Master of Science in Machine Learning, 2023
In this project, various techniques that involve the modification of images in the natural image manifold are explored. These techniques can be used to synthesize new images from existing ones.
Starting from noise or style latents, a delta to this noise can be trained to minimize the reconstruction loss between the generator's output and the target image.
Once the produced image is sufficiently similar to the target image, the noise with the delta provides a good latent representation of the generated image.
One key hyperparameter that can affect the quality of images generated is the relative proportion of perceptual loss and L1 reconstructuion loss.
The perceptual loss is fixed as the MSE loss between latent activations a predetermined layers, while the L1 reconstruction loss is the L1 loss of the pixel-wise differences between the generated image and its target.
Various orders of magnitude of ratios between the two losses were tested.
Hover over each image to view the proportion of losses allocated to perceptual loss.
Based on the above results, the optimal weight of perceptual loss is 0.1 and the optimal weight of L2 loss is 0.9, as this setting seems to produce the most optimal images over the set of images tested.
Another candidate loss function is a L2 Regularization loss on delta, as we do not want to generate deltas that cause the latent noise to vary too much from the original sampling distribution.
For each image, image reconstruction is performed with the addition of a L2 Regularization and without.
Hover over each image to see if regularization loss is added.
From these examples, the regularization loss does not contribute significantly to the quality of the images generated, and thus will be left out in subsequent runs.
Both Vanilla GAN and StyleGAN are also tested to see which generators are better for inversion.
Hover over each image to see the generator used for inversion.
StyleGAN seems to be the generator of choice for generating images that more closely resemble the input target.

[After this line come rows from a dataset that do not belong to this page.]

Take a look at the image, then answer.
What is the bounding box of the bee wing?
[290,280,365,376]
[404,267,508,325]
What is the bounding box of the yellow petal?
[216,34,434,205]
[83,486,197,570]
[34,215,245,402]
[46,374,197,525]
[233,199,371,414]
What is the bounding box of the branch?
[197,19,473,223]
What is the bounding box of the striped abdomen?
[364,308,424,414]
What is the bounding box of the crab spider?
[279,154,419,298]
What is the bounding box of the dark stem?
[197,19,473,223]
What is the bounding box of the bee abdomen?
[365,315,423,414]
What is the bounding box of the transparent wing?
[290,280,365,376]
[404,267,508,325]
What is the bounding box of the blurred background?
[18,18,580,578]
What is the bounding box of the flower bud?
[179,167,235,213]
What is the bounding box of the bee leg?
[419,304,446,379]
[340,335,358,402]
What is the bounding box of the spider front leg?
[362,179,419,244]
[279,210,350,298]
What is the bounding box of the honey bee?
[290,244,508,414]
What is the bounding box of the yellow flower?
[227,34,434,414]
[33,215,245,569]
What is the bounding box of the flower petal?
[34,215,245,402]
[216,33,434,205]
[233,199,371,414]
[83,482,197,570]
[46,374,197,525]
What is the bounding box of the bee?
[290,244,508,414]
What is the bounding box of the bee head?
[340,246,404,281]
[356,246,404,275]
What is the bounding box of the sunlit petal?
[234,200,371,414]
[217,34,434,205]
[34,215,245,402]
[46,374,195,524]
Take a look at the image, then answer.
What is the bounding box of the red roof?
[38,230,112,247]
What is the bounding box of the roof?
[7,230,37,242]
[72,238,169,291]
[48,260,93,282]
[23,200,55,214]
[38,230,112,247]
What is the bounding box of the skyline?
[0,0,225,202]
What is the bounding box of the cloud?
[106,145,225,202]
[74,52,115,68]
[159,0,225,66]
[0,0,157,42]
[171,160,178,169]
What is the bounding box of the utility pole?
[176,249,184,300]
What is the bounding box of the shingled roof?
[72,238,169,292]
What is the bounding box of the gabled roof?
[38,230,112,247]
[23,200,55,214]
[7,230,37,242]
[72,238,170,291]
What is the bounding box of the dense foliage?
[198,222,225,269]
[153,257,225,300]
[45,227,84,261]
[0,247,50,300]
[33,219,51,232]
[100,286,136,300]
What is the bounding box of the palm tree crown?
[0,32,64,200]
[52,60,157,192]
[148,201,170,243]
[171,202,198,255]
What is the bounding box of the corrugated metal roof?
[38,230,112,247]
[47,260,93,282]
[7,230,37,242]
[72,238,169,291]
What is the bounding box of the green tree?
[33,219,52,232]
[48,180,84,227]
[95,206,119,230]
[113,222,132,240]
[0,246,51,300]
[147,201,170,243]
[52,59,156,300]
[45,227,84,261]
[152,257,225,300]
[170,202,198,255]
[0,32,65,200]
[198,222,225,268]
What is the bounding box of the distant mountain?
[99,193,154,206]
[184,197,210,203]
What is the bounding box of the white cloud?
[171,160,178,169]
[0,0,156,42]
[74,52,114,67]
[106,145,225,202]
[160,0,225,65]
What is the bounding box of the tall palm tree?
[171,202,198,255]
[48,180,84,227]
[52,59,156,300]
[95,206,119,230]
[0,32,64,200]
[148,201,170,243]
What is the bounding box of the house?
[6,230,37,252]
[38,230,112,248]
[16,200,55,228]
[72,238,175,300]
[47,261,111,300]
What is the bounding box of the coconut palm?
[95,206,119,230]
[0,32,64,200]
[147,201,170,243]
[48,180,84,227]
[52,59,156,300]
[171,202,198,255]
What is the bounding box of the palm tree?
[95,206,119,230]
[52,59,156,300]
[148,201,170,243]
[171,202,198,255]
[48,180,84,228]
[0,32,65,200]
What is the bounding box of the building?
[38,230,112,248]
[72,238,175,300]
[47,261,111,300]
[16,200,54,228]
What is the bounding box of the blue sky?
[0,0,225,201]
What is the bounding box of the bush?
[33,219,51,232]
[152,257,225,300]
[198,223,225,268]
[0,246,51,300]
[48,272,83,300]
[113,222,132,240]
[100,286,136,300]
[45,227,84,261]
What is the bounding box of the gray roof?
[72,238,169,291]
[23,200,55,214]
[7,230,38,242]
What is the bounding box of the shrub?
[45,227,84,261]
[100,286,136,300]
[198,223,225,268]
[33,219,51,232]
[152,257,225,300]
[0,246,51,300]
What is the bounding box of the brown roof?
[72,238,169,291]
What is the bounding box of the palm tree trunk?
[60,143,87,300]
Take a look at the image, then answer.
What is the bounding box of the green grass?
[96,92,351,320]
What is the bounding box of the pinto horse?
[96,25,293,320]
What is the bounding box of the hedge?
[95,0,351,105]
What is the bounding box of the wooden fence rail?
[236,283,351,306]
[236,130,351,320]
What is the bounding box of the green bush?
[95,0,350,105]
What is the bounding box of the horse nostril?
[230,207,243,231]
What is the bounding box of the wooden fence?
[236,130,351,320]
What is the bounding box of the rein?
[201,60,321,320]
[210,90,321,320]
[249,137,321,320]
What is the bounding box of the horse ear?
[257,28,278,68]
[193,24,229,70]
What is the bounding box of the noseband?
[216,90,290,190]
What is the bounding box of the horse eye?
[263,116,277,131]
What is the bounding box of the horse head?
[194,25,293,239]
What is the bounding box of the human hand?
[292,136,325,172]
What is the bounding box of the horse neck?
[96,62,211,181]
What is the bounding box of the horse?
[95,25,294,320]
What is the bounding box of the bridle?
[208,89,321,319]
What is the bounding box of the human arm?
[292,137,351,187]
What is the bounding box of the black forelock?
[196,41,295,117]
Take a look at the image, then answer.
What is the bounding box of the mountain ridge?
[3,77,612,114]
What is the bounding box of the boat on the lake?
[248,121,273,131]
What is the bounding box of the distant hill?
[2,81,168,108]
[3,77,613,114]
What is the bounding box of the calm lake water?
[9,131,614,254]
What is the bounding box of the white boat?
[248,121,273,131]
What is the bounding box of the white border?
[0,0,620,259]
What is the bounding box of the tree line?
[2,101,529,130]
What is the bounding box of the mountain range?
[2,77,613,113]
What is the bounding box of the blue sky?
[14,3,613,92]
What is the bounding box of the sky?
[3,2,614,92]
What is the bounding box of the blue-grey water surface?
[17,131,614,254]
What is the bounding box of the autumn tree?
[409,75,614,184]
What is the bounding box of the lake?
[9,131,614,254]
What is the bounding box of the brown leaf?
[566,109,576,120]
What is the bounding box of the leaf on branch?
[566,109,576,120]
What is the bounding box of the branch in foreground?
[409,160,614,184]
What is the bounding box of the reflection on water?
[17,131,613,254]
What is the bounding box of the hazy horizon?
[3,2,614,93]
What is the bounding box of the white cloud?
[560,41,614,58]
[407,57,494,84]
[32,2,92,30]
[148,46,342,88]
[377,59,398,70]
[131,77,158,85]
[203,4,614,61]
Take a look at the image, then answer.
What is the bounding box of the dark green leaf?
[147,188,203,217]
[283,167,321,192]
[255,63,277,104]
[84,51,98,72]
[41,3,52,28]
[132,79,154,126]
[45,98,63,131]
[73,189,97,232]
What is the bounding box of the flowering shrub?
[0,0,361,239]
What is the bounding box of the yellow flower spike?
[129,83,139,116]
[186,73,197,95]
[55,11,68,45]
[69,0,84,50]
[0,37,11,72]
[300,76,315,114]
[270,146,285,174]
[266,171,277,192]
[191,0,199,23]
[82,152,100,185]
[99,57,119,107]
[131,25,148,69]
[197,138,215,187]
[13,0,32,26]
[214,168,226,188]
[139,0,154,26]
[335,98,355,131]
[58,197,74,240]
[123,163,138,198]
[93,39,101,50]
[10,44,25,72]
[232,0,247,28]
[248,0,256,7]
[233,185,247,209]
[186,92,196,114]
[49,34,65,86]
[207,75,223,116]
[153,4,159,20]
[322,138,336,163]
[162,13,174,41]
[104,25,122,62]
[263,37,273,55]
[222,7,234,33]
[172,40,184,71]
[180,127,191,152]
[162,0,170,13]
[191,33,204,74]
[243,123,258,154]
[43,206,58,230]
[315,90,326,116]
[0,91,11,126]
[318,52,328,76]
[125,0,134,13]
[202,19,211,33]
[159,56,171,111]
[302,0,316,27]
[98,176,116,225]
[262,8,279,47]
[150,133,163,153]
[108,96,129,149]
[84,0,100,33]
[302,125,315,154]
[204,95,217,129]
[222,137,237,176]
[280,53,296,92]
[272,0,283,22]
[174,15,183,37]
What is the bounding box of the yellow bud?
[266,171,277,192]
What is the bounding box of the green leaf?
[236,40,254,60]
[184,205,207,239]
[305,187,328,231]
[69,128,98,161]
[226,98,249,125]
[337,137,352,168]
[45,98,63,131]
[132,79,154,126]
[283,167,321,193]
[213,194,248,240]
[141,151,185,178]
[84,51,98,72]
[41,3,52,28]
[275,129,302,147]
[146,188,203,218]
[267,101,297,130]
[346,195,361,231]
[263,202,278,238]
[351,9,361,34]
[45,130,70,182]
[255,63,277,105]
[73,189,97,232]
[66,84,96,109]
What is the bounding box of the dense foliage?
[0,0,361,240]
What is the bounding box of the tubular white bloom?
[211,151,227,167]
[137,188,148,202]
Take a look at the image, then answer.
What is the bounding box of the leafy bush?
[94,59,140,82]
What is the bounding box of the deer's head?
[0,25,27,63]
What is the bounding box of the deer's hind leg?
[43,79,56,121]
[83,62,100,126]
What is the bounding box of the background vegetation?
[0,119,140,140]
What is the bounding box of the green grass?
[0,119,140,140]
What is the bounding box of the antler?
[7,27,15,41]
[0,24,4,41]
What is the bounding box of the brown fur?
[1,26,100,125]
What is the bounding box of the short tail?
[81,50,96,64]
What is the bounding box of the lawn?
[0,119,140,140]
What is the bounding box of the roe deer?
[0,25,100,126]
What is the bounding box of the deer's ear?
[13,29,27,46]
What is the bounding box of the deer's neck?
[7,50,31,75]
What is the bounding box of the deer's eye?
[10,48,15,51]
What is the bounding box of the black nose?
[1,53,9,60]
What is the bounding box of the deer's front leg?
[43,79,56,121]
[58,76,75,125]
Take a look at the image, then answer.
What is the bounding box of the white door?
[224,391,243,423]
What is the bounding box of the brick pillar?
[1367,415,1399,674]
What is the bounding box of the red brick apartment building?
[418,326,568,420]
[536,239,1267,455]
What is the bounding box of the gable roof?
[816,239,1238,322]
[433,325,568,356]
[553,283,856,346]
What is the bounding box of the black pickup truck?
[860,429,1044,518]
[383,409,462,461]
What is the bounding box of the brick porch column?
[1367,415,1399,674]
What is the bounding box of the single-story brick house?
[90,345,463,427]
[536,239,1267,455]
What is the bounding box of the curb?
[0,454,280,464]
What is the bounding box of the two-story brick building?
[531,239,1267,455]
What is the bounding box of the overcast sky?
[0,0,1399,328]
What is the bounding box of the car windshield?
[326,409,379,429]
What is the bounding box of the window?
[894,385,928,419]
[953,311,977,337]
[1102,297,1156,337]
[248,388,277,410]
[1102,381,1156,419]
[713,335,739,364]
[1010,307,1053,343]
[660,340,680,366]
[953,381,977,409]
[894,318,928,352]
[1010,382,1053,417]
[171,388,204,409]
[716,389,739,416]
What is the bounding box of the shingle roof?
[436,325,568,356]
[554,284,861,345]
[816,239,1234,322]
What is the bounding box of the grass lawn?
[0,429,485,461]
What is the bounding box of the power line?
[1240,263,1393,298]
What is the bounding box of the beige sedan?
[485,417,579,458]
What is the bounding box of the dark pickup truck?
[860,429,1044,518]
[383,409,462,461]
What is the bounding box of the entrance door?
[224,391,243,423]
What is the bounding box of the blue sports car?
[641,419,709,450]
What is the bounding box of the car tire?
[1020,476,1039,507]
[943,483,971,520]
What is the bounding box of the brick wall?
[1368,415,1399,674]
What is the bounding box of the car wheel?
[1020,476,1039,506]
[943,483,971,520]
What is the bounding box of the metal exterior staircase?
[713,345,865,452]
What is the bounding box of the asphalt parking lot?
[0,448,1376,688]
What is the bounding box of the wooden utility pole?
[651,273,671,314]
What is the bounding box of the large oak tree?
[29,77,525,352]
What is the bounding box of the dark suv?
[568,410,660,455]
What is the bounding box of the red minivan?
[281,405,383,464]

Beyond beginning from randomly sampled noise, style latents can also be used as a base to generate the images.
The latent spaces of z, w and w+ are all used to regenerate each image using the StyleGAN generator.
Hover over each image to view which noise configuration is used for generation.
Among the latent spaces of z, w and w+, w+ seems to generate the most accurate images in terms of the color hue, cat face orientation, and similarity to the input image.
In this part, the generated images are made to look similar to a sketched target by modifying the loss function.
Given an image sketch, a mask corresponding to the active regions of this sketch is applied on the generated image and the target image, and a pixel-wise L1 loss is applied between them.
By doing so, the images generated still lie on the natural manifold but are made to follow the structure of the target sketch.
The images below show some images generated from the various sketches.
Click on the buttons to view the various images.
For the most part, the generated images bear some resemblance to the input sketch. However, the images do not seem realistic, perhaps due to the color scheme or the realism of the images drawn.
There is also one case where the image generated does not reflect the input sketch at all. This could be due to the fact that the sketch does not lie within the natural image manifold of the generator.
In this case, the generator chooses to prioritize the realism of the image, rather than trying to account for the reconstruction loss. Increasing the weight of the reconstruction loss could lead to an image that better resembles the sketch.
On average, using the w+ style latent vectors also improves the quality of the image generated, since each weight vector is optimized independently.
These images were generated from sketches that were varied in sparsity, shape and color.
The generated output responds well to different shapes, producing images of cats that closely resemble that of the sketch.
However, given a different color palette of input sketches, the produced images do not seem to look very natural. This could be problematic if the realism of the images are sensitive to the colors of the input sketch.
In this part, an input image was noised and denoised for a fixed number of steps, conditioned on a prompt which serves as a guide for the denoising process.
For each of the two images, the guidance strength and the number of steps were varied, to assess the impact of these hyperparameters on the resultant output.
Each image's associated prompt is provided, and its guidance strength and number of steps can be found by hovering over each image.
Prompt: Grumpy cat reimagined as a royal painting
Prompt: An accurate depiction of the solar system.
For both images, less than 500 noising and denoising steps led to a full reconstruction of the original image, which was expected since the image was not noised sufficiently for the image to change much.
As the number of steps increased, the level of similarity to the original image decreased, and reflected the contents of the prompt more.
The guidance strength also played an important role, with a larger guidance strenght accentuating the features of the image that better reflect the content of the prompt.
By generating images from convex combinations of latent space vectors, it is possible to generate a series of images that represent a continuous transformation from one image to the other.